Normally, it would be easy to dismiss this all as a losing campaign’s last desperate maneuvers. Allege whatever you can, raise money for your legal team, and keep the pressure up and hope something jars loose. But I fear something far worse. As this article from Slate indicates, something far more nefarious may be at play here.
McCrory can, and probably will, still ask for a statewide recount. But he must know that a recount will not close such a sizable gap. His real goal appears to be to delegitimize the results to such an extent that the state legislature—which holds a Republican supermajority—can step in and select him as the winner. North Carolina state law states that when “a contest arises out of the general election,” and that contest pertains “to the conduct or results of the election,” the legislature “shall determine which candidate received the highest number of votes” and “declare that candidate to be elected.” By alleging fraud, mishandling of ballots, and irregular vote-counting, McCrory is laying the groundwork for the legislature to proclaim that a “contest” has arisen as to “the conduct or results of the election.” At that point, it can step in, assert that McCrory received “the highest number” of legitimate votes, and “declare [him] to be elected.”
The best part? Under the law, the legislature’s decision is “not reviewable” by the courts. Republican legislators can simply step in, overturn the decision of the voters, and grant McCrory another term. The courts have no authority even to review the legality of their actions.
Again, in a normal world, I would highly doubt that a Republican legislature would be so bold as to steal an election in broad daylight like that. But we live in a different time, where gerrymandering and the makeup of the voting public largely insulates Republicans from being punished for wrongdoing. If you knew the only way you wouldn’t be reelected is for not being Republican enough and losing in a primary, wouldn’t you consider this route?
There is a confluence of factors that make such electoral theft way more likely in the waning days of 2016 than in the past. The rise of fake news means that you can decide on any reality you want—just choose the world in which tens of thousands of votes really were fraudulent and use that to justify any action. Intense gerrymandering means the vast, vast majority of North Carolina legislators can never be punished by the opposing party. And most importantly, North Carolina Republicans have spent years instituting strict voting restrictions just to prevent this kind of scenario—there’s a kind of political inertia to all of this. We know fraud is happening. We tried to stop it. And now we have a duty to remedy the fraud that we’ve already established is happening.
Do I think this scenario is likely? No, but I also didn’t think the election of Donald Trump was likely either. Even when we are discussing events with low probabilities, we are all forced now to mobilize against worst-case scenarios long before they come to fruition. Will Donald Trump create a Muslim-only registry? I don’t know, but I have to prepare as if it will. Will Republicans repeal (and not replace) Obamacare? I don’t really have a choice but to take them at their word.

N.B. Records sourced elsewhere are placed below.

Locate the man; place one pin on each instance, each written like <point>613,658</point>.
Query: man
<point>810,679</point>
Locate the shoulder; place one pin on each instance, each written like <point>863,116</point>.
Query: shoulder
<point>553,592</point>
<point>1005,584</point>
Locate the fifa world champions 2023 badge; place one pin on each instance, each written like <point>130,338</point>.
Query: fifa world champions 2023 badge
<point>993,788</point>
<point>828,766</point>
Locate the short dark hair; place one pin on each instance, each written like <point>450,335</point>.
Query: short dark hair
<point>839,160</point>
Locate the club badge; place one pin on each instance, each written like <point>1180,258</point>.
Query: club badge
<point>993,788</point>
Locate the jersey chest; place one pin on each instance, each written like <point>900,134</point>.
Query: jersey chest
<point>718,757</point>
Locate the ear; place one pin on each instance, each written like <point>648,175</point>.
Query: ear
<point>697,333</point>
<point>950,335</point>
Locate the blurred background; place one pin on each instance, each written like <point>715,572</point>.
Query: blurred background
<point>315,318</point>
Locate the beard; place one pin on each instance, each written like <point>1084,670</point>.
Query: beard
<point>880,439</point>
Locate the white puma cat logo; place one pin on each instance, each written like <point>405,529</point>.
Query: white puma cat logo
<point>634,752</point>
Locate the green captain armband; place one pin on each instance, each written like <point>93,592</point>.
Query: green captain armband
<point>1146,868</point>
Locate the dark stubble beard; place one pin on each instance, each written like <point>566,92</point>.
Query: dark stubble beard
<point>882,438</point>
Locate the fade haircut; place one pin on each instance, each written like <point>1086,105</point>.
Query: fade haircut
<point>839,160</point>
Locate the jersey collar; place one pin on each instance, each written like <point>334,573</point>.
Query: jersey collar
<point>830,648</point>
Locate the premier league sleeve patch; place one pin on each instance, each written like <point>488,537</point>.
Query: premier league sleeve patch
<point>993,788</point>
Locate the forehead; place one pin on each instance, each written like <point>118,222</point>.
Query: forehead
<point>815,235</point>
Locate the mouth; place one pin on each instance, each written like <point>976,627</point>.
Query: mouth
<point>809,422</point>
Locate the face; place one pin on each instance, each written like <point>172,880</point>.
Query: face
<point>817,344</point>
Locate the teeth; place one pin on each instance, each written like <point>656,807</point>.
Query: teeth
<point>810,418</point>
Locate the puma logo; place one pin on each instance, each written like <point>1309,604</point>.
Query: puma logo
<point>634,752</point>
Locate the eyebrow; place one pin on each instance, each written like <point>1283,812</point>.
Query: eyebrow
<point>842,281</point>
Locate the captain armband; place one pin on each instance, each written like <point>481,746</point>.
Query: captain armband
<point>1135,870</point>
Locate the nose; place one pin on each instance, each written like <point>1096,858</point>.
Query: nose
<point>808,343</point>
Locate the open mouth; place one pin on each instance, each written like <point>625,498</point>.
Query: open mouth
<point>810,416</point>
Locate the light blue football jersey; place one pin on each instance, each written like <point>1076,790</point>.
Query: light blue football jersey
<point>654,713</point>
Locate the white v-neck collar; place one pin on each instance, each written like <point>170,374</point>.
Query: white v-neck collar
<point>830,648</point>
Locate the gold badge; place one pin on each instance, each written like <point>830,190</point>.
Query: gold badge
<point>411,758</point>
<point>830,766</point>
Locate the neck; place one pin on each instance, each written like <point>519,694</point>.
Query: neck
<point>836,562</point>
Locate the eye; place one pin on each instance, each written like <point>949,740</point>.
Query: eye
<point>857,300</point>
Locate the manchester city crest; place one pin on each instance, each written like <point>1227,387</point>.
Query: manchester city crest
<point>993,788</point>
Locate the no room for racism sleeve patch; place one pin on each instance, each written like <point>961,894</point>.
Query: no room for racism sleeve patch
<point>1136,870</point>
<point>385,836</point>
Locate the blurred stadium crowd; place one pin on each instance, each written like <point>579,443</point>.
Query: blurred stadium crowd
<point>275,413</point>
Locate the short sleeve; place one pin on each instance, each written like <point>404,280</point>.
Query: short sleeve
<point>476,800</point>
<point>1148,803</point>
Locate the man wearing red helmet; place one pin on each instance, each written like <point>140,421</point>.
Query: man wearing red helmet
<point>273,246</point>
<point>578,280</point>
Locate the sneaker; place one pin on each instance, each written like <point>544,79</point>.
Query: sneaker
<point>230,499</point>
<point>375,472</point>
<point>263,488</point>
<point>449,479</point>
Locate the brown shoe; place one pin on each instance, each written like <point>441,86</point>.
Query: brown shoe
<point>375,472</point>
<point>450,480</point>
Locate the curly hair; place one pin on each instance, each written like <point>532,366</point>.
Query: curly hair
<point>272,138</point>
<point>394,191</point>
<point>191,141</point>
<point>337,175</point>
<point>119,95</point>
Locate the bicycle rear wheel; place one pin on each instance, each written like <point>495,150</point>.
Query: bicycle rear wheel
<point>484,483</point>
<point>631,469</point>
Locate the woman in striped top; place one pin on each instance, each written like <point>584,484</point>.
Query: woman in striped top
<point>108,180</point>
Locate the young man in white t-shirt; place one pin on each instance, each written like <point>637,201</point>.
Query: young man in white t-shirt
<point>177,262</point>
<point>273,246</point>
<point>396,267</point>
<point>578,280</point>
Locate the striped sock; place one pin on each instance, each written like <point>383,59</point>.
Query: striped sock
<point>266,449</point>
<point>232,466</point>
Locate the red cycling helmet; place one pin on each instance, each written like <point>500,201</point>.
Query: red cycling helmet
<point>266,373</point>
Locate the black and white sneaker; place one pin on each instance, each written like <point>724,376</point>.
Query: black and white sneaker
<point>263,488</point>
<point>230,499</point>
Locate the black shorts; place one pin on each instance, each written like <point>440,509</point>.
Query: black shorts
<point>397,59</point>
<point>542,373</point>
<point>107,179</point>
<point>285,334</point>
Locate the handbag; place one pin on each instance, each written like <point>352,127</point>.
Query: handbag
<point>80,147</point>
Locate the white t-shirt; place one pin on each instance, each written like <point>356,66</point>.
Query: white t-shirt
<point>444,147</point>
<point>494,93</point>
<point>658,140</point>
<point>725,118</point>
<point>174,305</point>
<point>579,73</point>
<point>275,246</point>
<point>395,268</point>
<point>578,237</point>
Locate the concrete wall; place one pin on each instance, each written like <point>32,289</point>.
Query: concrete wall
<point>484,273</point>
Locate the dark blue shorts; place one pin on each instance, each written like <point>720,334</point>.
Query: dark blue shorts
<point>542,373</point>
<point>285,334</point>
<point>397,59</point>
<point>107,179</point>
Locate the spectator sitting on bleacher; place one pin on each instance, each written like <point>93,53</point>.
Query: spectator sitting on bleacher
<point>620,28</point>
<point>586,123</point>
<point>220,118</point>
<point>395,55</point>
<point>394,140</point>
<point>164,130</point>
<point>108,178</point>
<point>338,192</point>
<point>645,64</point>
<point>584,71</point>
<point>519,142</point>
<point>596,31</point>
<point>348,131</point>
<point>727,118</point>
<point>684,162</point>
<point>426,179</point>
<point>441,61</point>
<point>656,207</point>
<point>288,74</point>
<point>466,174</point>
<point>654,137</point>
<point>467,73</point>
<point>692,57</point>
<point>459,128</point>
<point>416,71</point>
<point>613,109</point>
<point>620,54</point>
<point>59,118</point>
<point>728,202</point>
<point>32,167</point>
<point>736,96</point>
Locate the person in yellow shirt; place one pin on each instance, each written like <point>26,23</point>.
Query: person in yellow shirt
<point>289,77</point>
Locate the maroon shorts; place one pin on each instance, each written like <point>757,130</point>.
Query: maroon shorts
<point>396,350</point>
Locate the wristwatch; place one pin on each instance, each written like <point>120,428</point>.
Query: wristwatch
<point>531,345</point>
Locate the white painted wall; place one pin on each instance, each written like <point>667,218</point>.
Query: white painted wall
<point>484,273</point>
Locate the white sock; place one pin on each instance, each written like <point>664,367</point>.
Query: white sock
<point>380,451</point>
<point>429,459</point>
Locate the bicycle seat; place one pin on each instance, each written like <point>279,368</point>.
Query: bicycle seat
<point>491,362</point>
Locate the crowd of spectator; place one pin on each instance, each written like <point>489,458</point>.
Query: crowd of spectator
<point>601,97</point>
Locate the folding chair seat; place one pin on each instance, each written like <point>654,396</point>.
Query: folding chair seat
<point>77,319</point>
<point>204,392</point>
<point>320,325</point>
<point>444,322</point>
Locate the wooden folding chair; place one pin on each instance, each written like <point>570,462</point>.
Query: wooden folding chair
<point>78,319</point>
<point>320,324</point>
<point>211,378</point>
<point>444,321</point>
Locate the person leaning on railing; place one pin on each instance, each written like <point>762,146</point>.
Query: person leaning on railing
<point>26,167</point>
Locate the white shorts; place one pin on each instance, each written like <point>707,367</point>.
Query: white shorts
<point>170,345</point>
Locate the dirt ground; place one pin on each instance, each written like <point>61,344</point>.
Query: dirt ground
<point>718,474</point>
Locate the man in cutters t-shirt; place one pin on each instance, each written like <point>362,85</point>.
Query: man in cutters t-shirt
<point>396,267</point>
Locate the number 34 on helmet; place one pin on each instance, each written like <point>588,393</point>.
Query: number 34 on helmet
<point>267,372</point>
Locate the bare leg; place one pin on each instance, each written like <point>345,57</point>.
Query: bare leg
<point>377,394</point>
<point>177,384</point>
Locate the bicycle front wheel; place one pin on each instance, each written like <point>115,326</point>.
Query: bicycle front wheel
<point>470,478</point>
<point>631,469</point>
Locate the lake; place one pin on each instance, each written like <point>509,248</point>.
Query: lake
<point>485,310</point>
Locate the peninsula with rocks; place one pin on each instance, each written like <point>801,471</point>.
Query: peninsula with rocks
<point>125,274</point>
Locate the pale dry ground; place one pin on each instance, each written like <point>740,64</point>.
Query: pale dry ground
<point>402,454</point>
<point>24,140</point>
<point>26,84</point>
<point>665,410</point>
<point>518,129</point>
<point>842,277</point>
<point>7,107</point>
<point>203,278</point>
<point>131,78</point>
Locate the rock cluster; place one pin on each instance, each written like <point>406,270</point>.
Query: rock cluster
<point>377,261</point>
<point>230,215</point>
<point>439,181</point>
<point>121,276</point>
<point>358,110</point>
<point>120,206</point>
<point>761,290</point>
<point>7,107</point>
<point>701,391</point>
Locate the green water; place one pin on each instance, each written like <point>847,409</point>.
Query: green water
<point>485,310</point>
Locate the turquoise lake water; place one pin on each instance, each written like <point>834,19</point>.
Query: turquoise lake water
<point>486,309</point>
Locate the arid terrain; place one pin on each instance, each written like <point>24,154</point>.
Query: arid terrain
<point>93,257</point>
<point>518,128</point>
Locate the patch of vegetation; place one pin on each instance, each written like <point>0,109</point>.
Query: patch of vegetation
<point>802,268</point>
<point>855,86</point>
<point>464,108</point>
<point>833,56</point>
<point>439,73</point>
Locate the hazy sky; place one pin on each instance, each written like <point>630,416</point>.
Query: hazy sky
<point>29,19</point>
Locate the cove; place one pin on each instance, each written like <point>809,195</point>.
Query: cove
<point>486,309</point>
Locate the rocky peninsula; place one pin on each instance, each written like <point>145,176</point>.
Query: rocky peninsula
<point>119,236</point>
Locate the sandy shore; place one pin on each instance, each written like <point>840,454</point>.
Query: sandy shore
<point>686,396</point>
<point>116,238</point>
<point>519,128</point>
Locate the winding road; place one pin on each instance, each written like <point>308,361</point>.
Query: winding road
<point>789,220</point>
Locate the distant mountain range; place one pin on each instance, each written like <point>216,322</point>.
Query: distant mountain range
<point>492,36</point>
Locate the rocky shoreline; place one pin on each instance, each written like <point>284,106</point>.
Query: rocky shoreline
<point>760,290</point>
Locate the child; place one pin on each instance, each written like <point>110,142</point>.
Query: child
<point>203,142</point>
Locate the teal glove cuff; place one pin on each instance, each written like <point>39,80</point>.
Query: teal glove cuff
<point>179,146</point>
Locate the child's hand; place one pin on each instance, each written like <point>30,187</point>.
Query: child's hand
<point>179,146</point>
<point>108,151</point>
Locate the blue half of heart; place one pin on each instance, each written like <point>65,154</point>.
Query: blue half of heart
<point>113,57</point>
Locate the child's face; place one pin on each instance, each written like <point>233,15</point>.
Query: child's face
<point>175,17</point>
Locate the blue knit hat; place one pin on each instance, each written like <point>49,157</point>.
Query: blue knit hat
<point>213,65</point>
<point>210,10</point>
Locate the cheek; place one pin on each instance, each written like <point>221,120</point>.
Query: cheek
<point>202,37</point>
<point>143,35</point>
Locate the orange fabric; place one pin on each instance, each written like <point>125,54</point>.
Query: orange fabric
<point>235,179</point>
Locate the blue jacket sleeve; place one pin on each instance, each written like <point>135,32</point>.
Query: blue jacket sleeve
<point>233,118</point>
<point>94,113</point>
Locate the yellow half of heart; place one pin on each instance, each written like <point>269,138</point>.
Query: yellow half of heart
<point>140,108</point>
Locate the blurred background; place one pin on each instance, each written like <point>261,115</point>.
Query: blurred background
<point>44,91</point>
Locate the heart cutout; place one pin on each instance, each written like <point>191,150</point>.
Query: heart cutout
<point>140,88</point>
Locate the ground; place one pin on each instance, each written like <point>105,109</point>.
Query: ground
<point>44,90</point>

And in North Carolina, I have to take the Republicans at their word. They have legislated their belief that non-existent voter fraud justifies the blocking of hundred of thousands of otherwise eligible voters. I just pray they don’t take that belief to its logical conclusion—that awarding the election to the losing Republican candidate is the right and courageous thing to do. After all, anything less would be letting the fraudulent voters win.